Jackson C E, Norum R A
Division of Clinical and Molecular Genetics, Henry Ford Hospital, Detroit, MI 48202.
Henry Ford Hosp Med J. 1992;40(3-4):232-5.
Multiple endocrine neoplasia type 2B (MEN 2B) is similar to MEN 2A in that both autosomal dominant syndromes include medullary thyroid cancers and pheochromocytomas. It is distinct in that MEN 2B patients have much earlier age of onset with more aggressive tumors and mucosal neuromas of the lips and tongue. The neuromas allow ascertainment generally before age 5. Studies of two and three generations of 14 MEN 2B families disclosed close linkage of the MEN 2B gene to DNA markers to which MEN2A had been linked. Multipoint analysis utilizing additional results in three generations of a 15th family have disclosed a peak total lod score of 8.89 at the midpoint between the centromere markers D10Z1 and RBP3 on the long arm (band q11). One recombinant was observed between D10Z1 and MEN2B, but this individual was not recombinant with D10S94. These studies suggest physical proximity of MEN2A and MEN2B but do not establish allelism for the gene(s).
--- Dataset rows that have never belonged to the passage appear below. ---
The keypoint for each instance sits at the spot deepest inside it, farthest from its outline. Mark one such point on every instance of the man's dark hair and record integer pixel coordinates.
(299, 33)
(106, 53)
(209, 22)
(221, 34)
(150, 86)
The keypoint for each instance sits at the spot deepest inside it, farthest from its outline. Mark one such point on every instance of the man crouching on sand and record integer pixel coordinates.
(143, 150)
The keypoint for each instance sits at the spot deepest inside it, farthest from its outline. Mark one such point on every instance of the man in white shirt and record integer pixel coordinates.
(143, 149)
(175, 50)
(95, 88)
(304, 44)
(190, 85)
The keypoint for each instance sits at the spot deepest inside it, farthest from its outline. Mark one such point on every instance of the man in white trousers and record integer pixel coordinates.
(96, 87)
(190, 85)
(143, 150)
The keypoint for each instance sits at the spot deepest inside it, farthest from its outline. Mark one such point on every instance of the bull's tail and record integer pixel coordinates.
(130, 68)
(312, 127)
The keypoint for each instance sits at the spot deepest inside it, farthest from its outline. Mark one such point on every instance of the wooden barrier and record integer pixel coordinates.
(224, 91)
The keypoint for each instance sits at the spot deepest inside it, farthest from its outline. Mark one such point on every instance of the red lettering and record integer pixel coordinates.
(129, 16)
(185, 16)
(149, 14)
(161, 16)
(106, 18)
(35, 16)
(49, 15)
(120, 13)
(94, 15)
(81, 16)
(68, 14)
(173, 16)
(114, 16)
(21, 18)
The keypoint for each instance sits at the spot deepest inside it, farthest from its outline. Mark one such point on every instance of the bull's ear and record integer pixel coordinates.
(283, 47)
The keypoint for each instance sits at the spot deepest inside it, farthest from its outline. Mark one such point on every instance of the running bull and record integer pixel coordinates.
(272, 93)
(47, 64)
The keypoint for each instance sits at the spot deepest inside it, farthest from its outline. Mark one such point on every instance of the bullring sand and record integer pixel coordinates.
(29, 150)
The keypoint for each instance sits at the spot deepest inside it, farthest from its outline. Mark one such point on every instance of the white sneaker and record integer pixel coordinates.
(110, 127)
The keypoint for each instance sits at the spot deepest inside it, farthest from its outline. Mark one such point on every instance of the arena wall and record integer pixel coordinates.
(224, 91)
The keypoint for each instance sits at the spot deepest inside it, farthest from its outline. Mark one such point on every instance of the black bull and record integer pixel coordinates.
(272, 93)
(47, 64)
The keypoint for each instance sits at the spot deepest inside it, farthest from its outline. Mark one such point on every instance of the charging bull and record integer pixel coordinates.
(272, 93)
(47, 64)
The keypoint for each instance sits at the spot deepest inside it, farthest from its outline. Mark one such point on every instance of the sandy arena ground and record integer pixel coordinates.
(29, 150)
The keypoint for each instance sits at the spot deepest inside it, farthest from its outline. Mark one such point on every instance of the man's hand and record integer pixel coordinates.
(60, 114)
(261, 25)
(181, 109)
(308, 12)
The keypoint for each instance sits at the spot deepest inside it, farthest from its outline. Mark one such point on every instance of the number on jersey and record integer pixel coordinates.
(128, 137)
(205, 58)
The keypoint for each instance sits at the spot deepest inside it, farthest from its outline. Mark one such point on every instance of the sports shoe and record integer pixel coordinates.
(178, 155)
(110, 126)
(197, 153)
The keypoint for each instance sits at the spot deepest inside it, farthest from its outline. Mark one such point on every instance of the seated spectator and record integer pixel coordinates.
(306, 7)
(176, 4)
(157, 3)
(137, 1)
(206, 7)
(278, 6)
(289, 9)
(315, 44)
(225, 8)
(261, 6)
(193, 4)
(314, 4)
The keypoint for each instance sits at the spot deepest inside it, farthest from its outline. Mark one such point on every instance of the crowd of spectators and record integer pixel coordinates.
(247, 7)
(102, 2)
2B型多发性内分泌腺瘤病(MEN 2B)与2A型多发性内分泌腺瘤病(MEN 2A)相似,因为这两种常染色体显性遗传病都包括甲状腺髓样癌和嗜铬细胞瘤。MEN 2B的不同之处在于,MEN 2B患者发病年龄更早,肿瘤侵袭性更强,且嘴唇和舌头有黏膜神经瘤。这些神经瘤通常在5岁前就能被发现。对14个MEN 2B家族的两代和三代成员进行的研究表明,MEN 2B基因与MEN 2A所关联的DNA标记紧密连锁。利用第15个家族三代成员的更多结果进行的多点分析显示,在长臂(q11带)着丝粒标记D10Z1和RBP3之间的中点,最大对数优势总分达到8.89。在D10Z1和MEN2B之间观察到一个重组个体,但该个体与D10S94没有重组。这些研究表明MEN2A和MEN2B在物理位置上相近,但并未确定相关基因的等位性。